Smelter : Pemda Sudah Berupaya Maksimal, Usulan Penundaan dari AMNT Belum Direspon Pusat

KabarNTB, Sumbawa Barat – Bupati Sumbawa Barat, HW Musyafirin, menegaskan bahwa Pemerintah KSB sudah berusaha maksimal dalam memfasilitasi rencana pembangunan fasilitas pengolahan dan pemurnian (Smelter) milik PT Amman Mineral Nusa Tenggara (PTAMNT) di Kecamatan Maluk.

Bupati menegaskan, Pemda KSB berkewajiban untuk membantu proses pembangunan smelter dimaksud agar dapat berjalan lancar.

“Sebagai daerah tempat akan dibangunnya smelter, kita sudah menunjukkan upaya kerja keras kita.
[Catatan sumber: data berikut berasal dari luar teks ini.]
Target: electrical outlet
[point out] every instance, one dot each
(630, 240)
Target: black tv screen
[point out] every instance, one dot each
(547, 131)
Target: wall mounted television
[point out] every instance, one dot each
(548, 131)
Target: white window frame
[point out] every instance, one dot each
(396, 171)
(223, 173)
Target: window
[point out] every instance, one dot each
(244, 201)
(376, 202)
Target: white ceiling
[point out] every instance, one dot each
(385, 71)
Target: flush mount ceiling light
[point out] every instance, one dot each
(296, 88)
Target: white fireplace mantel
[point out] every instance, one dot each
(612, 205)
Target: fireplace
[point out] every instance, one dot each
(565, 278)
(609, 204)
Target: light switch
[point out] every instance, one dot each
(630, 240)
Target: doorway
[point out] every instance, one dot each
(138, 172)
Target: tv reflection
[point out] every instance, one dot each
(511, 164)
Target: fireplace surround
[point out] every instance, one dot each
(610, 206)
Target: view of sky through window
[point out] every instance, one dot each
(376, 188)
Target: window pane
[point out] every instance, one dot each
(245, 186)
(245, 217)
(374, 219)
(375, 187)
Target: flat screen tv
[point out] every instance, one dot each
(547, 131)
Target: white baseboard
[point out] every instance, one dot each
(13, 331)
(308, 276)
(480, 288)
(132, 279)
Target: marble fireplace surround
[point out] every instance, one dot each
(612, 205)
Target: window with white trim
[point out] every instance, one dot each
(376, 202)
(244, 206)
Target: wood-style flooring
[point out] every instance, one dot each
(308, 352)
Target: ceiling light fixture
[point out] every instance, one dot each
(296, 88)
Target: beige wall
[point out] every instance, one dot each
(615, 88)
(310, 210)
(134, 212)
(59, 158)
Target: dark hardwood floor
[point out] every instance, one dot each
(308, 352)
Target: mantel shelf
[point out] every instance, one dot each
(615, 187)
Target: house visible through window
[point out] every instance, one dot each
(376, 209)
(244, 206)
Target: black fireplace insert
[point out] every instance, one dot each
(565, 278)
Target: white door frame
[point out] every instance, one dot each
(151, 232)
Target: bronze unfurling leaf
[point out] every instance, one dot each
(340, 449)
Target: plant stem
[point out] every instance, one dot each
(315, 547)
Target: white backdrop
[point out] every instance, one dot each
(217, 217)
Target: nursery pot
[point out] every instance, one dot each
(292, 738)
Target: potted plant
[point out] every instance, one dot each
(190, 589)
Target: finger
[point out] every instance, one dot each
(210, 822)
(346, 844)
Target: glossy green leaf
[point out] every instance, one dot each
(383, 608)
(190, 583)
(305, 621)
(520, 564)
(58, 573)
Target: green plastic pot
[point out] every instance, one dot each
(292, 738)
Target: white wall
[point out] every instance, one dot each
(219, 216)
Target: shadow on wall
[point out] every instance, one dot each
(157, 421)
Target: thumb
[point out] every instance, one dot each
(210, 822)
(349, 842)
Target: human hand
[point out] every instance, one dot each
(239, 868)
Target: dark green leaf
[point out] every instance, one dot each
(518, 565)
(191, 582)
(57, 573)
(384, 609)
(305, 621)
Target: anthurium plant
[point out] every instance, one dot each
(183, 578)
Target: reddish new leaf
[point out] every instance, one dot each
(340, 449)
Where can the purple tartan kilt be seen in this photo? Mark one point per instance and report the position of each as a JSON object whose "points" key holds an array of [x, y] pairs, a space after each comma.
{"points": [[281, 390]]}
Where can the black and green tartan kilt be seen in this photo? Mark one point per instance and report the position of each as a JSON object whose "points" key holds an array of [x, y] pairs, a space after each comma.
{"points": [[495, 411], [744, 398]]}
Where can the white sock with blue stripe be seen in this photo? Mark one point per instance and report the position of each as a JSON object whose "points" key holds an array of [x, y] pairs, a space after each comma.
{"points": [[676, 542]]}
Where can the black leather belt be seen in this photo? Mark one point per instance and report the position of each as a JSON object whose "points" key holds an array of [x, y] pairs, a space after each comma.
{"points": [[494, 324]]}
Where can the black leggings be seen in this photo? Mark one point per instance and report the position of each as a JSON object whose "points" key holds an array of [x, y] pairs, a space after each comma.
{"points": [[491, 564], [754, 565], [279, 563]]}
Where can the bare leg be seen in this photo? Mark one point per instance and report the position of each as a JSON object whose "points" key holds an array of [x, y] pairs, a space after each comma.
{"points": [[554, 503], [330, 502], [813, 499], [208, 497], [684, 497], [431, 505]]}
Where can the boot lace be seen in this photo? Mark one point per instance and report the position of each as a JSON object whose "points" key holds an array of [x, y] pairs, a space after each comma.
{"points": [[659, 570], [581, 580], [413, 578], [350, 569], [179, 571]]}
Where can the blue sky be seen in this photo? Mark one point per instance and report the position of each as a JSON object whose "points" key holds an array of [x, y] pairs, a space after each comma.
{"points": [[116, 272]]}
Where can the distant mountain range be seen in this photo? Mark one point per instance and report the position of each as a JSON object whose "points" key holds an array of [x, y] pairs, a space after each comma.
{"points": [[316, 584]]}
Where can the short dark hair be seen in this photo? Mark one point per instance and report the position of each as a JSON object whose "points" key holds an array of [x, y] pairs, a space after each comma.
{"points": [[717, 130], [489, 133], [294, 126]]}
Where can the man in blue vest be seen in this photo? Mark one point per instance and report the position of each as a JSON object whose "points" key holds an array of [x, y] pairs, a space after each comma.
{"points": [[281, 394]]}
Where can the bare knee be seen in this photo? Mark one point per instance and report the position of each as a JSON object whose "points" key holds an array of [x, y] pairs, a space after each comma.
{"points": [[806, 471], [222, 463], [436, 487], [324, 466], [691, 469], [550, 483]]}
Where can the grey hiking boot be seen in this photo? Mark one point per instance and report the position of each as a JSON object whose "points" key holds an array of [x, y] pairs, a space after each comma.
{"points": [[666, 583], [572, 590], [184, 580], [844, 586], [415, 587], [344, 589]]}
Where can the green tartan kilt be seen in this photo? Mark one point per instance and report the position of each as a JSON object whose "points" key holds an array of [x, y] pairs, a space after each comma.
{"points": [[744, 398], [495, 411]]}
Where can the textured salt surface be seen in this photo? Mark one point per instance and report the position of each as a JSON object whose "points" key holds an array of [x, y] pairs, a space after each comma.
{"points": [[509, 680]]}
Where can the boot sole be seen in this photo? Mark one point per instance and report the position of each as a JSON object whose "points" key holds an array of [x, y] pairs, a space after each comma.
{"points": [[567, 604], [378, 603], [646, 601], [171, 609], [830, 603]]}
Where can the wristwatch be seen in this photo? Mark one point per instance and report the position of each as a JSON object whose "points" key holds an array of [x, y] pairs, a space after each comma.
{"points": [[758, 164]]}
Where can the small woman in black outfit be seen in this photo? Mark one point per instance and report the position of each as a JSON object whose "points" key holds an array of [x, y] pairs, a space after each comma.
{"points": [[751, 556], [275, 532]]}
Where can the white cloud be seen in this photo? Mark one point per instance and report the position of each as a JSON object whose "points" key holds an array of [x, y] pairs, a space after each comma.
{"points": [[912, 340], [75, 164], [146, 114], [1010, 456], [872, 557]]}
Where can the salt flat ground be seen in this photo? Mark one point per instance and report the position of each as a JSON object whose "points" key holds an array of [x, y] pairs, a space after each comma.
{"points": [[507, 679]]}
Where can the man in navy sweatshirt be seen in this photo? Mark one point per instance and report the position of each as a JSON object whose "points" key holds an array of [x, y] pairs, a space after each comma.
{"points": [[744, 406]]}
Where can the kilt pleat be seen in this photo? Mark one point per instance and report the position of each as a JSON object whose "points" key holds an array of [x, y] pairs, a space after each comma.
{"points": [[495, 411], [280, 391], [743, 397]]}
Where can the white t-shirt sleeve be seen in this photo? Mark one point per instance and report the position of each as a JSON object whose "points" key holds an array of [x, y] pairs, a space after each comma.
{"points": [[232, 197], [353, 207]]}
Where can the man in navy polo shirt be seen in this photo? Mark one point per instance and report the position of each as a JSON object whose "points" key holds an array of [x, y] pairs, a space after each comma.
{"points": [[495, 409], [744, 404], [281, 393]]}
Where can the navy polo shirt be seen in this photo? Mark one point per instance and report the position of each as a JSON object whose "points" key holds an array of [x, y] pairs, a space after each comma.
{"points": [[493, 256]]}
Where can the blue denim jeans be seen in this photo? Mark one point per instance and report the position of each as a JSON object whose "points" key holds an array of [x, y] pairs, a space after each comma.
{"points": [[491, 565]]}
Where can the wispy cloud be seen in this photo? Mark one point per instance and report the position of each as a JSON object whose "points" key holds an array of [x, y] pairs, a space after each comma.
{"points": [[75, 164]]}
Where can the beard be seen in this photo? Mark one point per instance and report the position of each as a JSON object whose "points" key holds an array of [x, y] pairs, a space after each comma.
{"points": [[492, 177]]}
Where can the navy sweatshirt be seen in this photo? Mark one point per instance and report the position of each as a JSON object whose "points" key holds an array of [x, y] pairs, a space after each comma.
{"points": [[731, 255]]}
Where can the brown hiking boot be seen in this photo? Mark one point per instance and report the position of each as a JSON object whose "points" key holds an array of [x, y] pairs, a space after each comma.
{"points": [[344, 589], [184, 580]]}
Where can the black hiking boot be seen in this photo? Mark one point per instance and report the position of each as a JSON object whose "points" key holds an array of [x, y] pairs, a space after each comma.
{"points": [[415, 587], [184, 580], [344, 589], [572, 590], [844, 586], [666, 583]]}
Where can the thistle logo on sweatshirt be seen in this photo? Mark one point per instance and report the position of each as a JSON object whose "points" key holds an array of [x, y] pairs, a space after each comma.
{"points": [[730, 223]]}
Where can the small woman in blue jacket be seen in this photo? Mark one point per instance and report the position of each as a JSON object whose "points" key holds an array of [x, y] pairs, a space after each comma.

Saya sendiri sudah dipanggil oleh Presiden, DPR RI terkait pembangunan smelter dan amanah yang diberikan sudah dipenuhi. Semua hal yang memungkinkan kita bantu, kita berusaha membantu. Kita fasilitasi semua persoalan yang terjadi di lapangan,” ungkap Bupati saat berbicara di hadapan masyarakat di Kecamatan Maluk, Jum’at 21 Agustus 2020.

Pabrik consentrator PTAMNT di Tambang Batu Hijau (foto: amnt.co.id)

Bupati juga menegaskan, dalam proses pembebasan lahan, semuanya sudah tuntas dan memenuhi syarat. Pemerintah Daerah sudah melakukan pertemuan dengan berbagai pihak untuk proses pembebasan lahan tersebut.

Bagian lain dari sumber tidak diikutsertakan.